Cette insensibilité crasse est proprement révoltante. Parce que le bullying, l'intimidation, c'est d'abord de la cruauté, plus insidieuse, plus destructrice, qu'une brûlure ou qu'un coup de pied: c'est une atteinte à l'estime de soi, à l'identité même de l'individu.

Se faire traiter de «fif» ou de «tapette», de «pute» ou de «slut» dans un texto ou un tweet donne encore à celui qui le dit ou l'écrit une sorte d'impunité que le silence des autres confirme quand ils n'en rajoutent pas eux-mêmes. Celui ou celle qui attaque devient ainsi le bourreau qui agit au nom du groupe qui le protège en ne le dénonçant pas, ou pire, comme chez ce professeur qui dit au jeune que c'est de sa faute s'il se fait taper dessus, se voit marginalisé et nié le droit d'être lui-même.

L'adolescence est une période difficile d'apprentissage de la liberté, de recherche de soi et d'effort d'intégration.

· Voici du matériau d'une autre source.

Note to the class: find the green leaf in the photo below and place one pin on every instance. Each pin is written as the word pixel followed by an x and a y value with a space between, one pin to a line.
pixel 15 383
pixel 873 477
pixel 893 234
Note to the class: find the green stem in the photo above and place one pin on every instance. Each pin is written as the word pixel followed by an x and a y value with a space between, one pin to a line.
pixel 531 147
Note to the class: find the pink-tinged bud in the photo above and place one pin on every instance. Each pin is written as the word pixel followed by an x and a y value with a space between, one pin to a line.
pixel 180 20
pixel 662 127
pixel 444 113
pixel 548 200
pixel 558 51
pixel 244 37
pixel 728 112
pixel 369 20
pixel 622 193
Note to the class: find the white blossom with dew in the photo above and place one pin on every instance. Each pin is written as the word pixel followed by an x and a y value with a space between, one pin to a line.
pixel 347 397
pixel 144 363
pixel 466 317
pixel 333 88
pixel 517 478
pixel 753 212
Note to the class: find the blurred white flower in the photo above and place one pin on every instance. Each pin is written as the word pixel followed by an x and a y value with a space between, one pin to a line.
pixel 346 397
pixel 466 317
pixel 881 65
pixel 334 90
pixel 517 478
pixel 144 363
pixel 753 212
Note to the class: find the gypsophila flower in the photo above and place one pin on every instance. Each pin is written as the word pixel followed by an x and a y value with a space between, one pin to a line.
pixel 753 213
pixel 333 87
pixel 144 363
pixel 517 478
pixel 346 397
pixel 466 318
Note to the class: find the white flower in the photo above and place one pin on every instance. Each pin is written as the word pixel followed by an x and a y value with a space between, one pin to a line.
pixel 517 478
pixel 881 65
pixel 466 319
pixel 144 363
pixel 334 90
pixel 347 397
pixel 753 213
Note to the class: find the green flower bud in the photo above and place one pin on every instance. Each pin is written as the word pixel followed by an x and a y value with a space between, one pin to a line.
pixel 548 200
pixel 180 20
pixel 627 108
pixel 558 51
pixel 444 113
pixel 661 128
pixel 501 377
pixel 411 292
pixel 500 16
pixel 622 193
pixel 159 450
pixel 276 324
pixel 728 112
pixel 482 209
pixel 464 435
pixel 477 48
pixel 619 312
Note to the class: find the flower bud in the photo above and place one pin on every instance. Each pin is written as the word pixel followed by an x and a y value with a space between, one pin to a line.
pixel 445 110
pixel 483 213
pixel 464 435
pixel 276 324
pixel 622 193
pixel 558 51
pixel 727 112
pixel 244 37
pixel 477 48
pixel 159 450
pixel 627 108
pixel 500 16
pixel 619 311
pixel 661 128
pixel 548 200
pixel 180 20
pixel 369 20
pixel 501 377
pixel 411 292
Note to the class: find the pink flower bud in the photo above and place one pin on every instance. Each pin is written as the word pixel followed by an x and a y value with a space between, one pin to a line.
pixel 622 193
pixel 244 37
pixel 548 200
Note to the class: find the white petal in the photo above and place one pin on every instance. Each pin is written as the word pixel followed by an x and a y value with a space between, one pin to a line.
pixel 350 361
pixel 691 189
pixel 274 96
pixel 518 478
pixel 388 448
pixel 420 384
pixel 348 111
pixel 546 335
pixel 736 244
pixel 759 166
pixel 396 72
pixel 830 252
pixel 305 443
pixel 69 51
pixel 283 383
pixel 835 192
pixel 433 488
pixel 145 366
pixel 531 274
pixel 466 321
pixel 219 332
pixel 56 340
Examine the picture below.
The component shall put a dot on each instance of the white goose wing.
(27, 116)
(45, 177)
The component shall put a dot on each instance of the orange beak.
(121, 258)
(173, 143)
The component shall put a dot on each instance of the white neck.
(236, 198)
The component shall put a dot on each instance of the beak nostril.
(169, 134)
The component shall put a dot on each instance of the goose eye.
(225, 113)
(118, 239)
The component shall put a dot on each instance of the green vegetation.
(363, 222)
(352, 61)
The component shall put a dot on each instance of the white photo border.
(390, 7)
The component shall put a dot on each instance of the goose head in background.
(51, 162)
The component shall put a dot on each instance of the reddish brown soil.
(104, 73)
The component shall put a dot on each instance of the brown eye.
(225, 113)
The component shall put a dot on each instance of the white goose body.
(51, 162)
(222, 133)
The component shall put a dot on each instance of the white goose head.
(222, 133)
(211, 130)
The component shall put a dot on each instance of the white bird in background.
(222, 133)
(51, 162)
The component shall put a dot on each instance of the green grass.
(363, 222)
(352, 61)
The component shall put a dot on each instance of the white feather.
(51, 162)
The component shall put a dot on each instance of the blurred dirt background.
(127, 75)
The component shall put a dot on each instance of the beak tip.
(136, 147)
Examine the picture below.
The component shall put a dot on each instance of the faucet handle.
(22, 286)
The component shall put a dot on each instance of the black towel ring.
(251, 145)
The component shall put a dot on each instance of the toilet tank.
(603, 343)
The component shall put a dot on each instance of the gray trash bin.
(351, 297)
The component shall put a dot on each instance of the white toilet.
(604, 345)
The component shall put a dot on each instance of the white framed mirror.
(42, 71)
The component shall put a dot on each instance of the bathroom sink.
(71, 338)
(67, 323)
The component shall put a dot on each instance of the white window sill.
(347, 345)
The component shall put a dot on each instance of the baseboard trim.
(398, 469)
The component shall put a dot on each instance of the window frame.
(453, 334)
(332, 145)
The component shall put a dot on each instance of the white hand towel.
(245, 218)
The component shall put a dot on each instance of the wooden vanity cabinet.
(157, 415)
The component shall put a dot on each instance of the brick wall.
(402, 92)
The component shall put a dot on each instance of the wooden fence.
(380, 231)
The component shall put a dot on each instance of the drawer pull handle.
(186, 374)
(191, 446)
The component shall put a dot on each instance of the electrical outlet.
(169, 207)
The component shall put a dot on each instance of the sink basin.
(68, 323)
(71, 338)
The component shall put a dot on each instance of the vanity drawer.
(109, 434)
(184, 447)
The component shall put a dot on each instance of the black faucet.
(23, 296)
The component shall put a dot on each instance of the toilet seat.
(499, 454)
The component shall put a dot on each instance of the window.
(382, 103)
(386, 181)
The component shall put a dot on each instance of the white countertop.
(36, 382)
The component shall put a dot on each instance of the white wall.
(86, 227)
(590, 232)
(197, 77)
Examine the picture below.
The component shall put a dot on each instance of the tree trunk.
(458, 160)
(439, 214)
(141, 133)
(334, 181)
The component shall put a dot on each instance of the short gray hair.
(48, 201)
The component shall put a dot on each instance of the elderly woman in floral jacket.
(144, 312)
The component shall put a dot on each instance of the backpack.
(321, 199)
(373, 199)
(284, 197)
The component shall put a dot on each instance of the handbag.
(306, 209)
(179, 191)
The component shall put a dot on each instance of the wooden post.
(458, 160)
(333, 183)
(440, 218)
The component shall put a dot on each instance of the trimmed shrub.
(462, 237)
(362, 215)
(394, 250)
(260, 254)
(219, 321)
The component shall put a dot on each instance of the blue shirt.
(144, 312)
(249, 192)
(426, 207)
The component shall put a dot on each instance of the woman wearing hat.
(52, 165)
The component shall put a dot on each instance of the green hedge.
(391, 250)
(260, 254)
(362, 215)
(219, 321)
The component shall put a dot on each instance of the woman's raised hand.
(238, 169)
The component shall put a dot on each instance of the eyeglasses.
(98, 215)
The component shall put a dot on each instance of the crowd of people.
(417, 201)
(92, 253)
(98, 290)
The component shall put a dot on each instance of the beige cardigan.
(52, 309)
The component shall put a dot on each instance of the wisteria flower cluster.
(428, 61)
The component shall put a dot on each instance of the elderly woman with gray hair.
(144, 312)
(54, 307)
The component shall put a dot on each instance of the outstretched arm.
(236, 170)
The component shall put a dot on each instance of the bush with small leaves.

On s'attendrait d'un enseignant le moindrement responsable qu'il démontre un minimum d'empathie et surtout qu'il commence par apprécier d'abord lui-même les différences, et apprenne ensuite aux autres à les respecter.

Les jeunes peuvent être cruels entre eux: ils peuvent aussi à l'occasion mentir pour se venger ou punir ceux qui les dérangent. Et ces «jeux» ne sont pas sans conséquence: Amanda Todd, 15 ans, de Vancouver, s'est suicidée le 10 octobre et Jamie Hubbley aussi, l'an dernier. On ne peut pas oublier la petite Marjorie Raymond, qui s'est suicidée le 29 novembre 2011 à la suite de cyberbullying. La Fondation Jasmin Roy organise d'ailleurs un concert-bénéfice à sa mémoire, le 29 novembre à Montréal, à La Tulipe.

Le cellulaire que les jeunes ont tous dans leur poche ou à la main, qui leur fournit autant de confort que d'accessibilité instantanée à leur réseau «d'amis» ou de complices, peut devenir un incroyable instrument de torture psychologique. Pas seulement dans la cour d'école, mais en tout temps, dans la rue, à la maison, les fins de semaine, le matin comme le soir.

Je reste bouche bée, attristée, devant l'incurie de cet enseignant, qui au lieu de tendre une bouée à un jeune en détresse, n'a trouvé rien de mieux que de le renvoyer à son miroir, pour qu'il voie bien qu'il a l'air trop gai...

Dommage, vraiment dommage, que la confidentialité qui entoure le service de Jeunesse, J'écoute ne permette pas de retracer l'école où il y a si peu de sensibilité à la réalité et aux ravages de l'intimidation chez les jeunes; on pourrait au moins s'assurer que la direction de l'école s'ajuste à la réalité d'aujourd'hui, éduque d'abord les enseignants et les jeunes sur l'arme dangereuse que peuvent devenir le cellulaire, les textos et les tweets. Et surtout, qu'on puisse tendre la main à ce jeune qui a le courage de relever la tête et de se battre pour affirmer ce qu'il est et veut être.